JUAN GONZALEZ: This song, “We Are the Ones,” by Sweet Honey in the Rock inspired the title of the latest book by Alice Walker, We Are the Ones We Have Been Waiting For: Inner Light in a Time of Darkness. A renowned author, poet and activist, Alice Walker is perhaps best known for her book, The Color Purple, for which she won the Pulitzer Prize in 1983. She was the first African-American woman to win the Pulitzer for Fiction. The novel was adapted into an Oscar-nominated feature-length film and has been recently made into a Broadway musical. She has written many other best-selling books, including In Search of Our Mothers’ Gardens, Possessing the Secret of Joy, The Way Forward Is With a Broken Heart. She joins me in the firehouse studio. Welcome to Democracy Now!

ALICE WALKER: Thank you so much.

JUAN GONZALEZ: Your new book is somewhat of a departure. It’s largely essays and also publications of some of the speeches that you’ve given across the country. What led you to decide to tackle — because you’re always tackling major issues, and now you’re also tackling a lot of the major social issues of our time in some of your writing.

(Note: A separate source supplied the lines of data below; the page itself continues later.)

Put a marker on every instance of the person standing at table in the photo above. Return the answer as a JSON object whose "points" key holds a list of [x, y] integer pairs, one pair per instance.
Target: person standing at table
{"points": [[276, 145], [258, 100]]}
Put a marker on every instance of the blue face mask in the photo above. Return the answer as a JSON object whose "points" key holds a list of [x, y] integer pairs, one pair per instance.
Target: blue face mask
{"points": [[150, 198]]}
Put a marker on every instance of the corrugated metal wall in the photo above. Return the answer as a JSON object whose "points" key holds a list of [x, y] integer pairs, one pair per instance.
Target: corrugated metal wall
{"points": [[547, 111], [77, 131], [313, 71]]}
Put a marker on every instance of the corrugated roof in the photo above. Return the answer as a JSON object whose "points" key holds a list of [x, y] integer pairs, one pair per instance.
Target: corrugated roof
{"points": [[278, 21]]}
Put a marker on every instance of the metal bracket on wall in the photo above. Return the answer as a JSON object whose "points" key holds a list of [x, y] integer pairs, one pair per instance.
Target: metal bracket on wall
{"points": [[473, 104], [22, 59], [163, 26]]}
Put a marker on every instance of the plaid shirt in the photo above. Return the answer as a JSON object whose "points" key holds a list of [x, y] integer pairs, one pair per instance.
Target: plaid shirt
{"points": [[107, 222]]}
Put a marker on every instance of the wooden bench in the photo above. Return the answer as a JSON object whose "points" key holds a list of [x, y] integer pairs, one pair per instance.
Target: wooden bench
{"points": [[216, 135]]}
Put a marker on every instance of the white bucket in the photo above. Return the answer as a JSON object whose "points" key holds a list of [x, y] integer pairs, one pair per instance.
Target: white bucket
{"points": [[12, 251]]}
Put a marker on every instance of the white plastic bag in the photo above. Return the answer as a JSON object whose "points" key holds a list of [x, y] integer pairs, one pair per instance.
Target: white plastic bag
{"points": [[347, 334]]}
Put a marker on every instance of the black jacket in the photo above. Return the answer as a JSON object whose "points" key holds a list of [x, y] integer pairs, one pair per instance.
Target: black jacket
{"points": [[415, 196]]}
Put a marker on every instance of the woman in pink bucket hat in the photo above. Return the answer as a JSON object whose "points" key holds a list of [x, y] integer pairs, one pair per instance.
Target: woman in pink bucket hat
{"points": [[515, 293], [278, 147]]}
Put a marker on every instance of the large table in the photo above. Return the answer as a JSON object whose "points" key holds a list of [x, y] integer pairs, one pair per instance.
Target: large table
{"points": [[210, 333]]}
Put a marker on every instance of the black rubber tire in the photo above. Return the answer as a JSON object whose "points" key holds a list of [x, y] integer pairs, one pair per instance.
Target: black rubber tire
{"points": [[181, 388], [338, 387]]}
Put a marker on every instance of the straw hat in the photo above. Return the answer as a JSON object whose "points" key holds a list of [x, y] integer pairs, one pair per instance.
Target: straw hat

ALICE WALKER: Well, I wanted to publish some of the talks that I have given to yoga teachers and Buddhists across the country, and I wanted to offer a meditation at the end of each of these to help people get through this very difficult time and the times that are coming.

JUAN GONZALEZ: One of the things that impressed me in reading through the manuscript, is you often refer back to your experiences on a farm and what your parents taught you about the land and farming and how that has infused a lot of how you look at the world.

ALICE WALKER: I love the earth, because I had parents who knew what to do with the earth and who respected it and could grow anything there on the farm. So I think that that’s part of my spirituality, is just — it just is me. It is how I came into the world, understanding how divine earth is.

AMY GOODMAN: Alice, it’s great to be with you again, although I’m in Miami now, and you’re in New York. Yesterday, we were together at the State University of New York at Stony Brook, where you gave an address, and you called your address “While the World Burns.” Can you talk about how that connects to your mother and how it connects to what’s happening today?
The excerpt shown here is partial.